Aurora used to have to turn her face away from the witches and wizards of Britain who ever dared to complain about the International Statue of Secrecy - the separation of magic and Muggle worlds...

They knew nothing of secrecy. Of the true price of breaking their most sacred law.

British witches and wizards had the utmost privilege - a supreme advantage over Aurora's native kind: British Muggles did not believe that magic existed in the first place. The magical entities of West Africa were not so extraordinarily lucky.

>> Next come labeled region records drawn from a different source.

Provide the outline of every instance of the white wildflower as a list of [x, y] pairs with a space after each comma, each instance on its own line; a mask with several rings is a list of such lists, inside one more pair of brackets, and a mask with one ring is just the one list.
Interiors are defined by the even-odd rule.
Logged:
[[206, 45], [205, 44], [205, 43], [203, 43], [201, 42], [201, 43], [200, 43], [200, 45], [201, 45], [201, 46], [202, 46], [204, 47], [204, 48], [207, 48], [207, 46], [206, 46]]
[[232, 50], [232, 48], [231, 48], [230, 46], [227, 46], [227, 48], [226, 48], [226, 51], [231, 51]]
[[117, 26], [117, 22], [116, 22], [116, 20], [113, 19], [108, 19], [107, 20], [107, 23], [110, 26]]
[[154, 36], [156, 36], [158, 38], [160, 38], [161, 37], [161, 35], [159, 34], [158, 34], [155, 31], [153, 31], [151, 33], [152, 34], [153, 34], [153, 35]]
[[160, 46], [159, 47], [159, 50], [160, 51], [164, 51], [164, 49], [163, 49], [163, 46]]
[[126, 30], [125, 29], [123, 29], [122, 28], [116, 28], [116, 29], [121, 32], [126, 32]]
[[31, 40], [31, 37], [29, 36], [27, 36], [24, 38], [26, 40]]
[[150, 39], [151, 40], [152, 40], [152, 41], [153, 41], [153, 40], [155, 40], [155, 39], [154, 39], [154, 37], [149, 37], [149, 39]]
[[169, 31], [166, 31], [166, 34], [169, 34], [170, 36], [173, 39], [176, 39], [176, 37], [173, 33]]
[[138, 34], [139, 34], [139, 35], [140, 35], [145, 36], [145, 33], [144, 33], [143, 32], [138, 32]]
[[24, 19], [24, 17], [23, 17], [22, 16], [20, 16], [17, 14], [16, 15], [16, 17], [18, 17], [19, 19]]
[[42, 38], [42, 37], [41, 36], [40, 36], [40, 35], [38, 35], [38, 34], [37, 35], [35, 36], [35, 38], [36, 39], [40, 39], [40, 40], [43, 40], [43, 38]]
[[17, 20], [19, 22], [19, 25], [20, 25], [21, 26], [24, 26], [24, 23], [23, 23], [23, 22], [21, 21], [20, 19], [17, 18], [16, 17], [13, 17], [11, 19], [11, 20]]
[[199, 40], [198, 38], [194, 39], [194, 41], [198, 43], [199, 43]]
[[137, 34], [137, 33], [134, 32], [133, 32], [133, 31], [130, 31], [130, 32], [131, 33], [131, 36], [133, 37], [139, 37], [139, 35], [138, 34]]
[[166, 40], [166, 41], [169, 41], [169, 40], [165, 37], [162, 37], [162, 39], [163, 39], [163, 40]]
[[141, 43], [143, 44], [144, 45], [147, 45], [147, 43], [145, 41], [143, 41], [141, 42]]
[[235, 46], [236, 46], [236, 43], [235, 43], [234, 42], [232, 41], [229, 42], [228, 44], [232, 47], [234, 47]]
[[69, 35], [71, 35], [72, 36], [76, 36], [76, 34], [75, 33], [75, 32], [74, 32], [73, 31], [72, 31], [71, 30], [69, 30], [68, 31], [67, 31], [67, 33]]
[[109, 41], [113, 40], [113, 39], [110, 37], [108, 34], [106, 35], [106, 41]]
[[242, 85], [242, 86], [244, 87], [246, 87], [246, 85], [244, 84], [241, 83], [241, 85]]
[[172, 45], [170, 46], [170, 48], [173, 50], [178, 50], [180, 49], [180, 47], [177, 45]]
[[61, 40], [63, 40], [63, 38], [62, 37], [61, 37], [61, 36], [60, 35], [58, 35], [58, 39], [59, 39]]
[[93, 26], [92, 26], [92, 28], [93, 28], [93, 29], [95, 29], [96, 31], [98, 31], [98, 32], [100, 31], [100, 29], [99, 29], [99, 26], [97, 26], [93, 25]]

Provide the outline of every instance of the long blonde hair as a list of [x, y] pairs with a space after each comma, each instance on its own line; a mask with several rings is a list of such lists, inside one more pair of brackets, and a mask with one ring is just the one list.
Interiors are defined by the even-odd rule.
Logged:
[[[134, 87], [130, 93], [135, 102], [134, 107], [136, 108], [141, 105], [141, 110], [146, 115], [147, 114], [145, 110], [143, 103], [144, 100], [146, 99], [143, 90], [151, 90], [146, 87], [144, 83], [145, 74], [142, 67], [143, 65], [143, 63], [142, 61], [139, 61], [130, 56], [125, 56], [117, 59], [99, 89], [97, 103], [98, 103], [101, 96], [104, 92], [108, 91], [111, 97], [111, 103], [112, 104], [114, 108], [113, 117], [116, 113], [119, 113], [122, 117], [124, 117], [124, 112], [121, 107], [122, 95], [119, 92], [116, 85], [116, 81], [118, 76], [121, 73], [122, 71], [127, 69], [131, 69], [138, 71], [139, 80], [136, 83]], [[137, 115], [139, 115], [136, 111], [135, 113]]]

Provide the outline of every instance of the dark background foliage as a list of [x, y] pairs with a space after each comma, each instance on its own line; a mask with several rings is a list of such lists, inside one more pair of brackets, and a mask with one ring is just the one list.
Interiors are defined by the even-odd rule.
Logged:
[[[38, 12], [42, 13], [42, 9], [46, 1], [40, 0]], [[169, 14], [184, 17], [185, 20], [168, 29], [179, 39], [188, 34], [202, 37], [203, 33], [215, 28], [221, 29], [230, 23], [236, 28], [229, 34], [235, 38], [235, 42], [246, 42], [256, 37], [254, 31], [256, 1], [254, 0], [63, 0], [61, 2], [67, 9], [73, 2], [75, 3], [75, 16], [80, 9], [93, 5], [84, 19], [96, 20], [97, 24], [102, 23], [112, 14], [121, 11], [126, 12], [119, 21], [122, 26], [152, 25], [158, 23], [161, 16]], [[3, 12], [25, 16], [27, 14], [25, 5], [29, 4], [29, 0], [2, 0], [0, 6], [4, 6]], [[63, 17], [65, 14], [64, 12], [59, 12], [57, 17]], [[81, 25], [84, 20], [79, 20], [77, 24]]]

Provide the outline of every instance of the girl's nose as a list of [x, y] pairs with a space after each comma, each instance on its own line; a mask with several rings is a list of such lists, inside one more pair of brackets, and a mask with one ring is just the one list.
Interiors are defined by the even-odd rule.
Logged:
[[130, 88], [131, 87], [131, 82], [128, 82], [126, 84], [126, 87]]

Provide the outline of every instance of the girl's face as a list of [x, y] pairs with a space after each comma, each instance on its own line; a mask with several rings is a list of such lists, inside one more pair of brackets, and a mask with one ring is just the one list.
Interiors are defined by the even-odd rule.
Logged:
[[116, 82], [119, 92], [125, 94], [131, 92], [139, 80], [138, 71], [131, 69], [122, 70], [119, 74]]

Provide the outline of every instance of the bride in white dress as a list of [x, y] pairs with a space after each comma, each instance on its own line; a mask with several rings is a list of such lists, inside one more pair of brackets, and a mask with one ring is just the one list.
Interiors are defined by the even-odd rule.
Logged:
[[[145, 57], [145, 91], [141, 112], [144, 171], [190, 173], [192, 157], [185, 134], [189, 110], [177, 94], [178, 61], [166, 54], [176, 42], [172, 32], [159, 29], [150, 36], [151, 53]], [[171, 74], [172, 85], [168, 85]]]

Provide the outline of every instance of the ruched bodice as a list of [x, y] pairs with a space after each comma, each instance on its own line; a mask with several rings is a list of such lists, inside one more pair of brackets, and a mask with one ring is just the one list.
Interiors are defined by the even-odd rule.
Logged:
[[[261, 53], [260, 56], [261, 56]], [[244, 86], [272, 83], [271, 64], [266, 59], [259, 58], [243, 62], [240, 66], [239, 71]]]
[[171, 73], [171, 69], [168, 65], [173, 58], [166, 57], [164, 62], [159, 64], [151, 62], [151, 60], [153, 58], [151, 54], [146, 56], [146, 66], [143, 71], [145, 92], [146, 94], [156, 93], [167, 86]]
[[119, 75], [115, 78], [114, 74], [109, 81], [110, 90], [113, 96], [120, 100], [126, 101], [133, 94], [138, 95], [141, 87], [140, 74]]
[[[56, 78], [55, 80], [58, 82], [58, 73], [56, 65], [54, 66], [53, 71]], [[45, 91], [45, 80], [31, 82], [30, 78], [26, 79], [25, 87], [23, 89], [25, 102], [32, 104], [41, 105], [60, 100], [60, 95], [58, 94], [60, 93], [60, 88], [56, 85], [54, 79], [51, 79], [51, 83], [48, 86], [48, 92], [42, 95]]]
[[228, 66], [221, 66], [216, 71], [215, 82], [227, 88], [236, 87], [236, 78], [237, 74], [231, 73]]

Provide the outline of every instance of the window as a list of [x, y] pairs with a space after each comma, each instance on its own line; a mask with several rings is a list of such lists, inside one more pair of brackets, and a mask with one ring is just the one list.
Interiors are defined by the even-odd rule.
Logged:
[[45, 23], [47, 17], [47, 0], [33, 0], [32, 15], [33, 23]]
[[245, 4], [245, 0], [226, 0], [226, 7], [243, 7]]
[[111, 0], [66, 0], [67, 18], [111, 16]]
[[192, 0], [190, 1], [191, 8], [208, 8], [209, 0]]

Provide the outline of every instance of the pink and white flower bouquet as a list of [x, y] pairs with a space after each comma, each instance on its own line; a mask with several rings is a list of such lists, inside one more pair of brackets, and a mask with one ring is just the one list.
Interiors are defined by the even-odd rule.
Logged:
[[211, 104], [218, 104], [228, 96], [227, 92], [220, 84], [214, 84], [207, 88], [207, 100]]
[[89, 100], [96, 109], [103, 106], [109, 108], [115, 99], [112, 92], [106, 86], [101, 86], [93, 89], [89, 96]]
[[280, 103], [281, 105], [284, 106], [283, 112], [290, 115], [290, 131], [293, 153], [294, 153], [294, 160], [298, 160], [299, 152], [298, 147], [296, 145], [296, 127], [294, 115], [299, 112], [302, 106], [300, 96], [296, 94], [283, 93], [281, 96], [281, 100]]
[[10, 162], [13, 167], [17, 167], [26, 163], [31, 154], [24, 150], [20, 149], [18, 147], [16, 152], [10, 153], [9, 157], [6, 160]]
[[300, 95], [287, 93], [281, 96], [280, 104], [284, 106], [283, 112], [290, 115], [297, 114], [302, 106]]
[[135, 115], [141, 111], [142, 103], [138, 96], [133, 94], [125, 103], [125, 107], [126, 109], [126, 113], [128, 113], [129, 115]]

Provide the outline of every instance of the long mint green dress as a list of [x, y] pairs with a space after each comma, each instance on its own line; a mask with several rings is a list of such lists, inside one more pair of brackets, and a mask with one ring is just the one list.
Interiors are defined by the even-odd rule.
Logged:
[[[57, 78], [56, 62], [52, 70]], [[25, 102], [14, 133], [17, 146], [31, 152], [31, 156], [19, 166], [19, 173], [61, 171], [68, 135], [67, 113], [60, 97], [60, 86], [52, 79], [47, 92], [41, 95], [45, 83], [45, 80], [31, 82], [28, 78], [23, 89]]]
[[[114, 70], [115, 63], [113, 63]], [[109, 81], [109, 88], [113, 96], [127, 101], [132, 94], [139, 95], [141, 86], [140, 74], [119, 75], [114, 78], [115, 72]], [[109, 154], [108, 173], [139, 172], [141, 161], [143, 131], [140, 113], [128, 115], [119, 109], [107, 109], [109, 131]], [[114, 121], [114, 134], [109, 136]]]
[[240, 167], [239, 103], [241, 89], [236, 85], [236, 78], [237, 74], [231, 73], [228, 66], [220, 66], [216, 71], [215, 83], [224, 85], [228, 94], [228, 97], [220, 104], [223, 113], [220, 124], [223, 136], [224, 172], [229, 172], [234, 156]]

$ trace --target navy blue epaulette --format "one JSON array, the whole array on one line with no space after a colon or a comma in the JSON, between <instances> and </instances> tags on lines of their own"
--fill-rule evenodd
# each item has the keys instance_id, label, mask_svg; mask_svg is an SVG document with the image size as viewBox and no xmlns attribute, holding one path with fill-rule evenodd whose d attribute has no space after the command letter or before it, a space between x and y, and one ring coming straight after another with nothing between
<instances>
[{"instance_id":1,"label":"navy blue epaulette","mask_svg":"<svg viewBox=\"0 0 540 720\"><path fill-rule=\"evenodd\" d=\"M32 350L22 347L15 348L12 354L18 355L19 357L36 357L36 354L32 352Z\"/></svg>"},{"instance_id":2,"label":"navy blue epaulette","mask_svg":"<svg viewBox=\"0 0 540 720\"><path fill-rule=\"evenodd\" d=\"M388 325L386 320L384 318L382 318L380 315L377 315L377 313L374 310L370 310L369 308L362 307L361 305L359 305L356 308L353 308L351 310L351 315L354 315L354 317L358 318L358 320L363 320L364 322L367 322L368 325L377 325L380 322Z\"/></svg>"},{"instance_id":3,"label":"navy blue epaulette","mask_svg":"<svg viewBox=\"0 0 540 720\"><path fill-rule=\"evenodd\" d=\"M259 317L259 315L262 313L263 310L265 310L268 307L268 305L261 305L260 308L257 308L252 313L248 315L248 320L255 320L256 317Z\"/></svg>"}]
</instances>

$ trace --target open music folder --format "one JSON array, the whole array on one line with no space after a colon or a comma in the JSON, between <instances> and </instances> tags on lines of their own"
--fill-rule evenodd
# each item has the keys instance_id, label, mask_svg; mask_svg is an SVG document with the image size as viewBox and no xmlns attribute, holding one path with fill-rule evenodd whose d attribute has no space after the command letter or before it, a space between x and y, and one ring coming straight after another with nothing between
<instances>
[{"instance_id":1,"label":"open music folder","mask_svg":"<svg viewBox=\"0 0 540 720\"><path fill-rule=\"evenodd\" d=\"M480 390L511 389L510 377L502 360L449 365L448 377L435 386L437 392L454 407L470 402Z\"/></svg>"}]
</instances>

Eshe Sinistra... Eshe Imari as she was previously known before her marriage... was a Muggle woman of the Tuareg clan on the outskirts of the Sahara. Her clan was made purely of Muggle women and men, yet she had somehow been fortunate enough to escape the magical suspicion that followed many women of her kind. Her family were progressive, intelligent, open and accepting, making the irony of demise all the more potent.

Aurora remembered her mother, as one would remember their own reflection a few moments after walking away from the mirror. She remembered that she was beautiful... her skin always covered in red and black markings signifying her Tuareg belonging, shrouded in black, her hair twisted in countless black dreadlocks very much like her own daughters... but there had always been a sadness in her eyes. A sadness and constant worry that Aurora could never shake the memory of.

Eshe had known nothing of magic, and nothing of the danger it brought in such territory, until she had met a travelling wizard named Dia Sinistra. She had first seen very far from her home in a marketplace in central Bamako; and oh, she knew he was different from when first she set eyes on him. Dark skinned as the night sky, cloaked in garments that appeared to have been acquired from every corner of the globe, and he spoke so eloquently (in four or five languages no less), as if nothing phased him - for he knew it all.

They had passed each other a few times, and then they began to talk in her native Tamasheq, they had fallen in love slowly but surely.

Her clan had been tentatively, half-heartedly, accepting of him when they had first announced their engagement. It was all Eshe could have really hoped for. All they knew, and would ever know, was that he was a travelling man, born and raised in neighbouring Ghana, and that he had a flair for the odd and unusual. Unlike most inhabitants of Mali, the suspicion that there was magical blood flowing in his veins - magical blood that would undoubtably be imparted to their children - was non-existent.

He of course had painstakingly delivered this shocking news to his Muggle fiancee before their upcoming marriage. Eshe could scarcely believe it: but she knew too well that there would be others who would believe it instantly.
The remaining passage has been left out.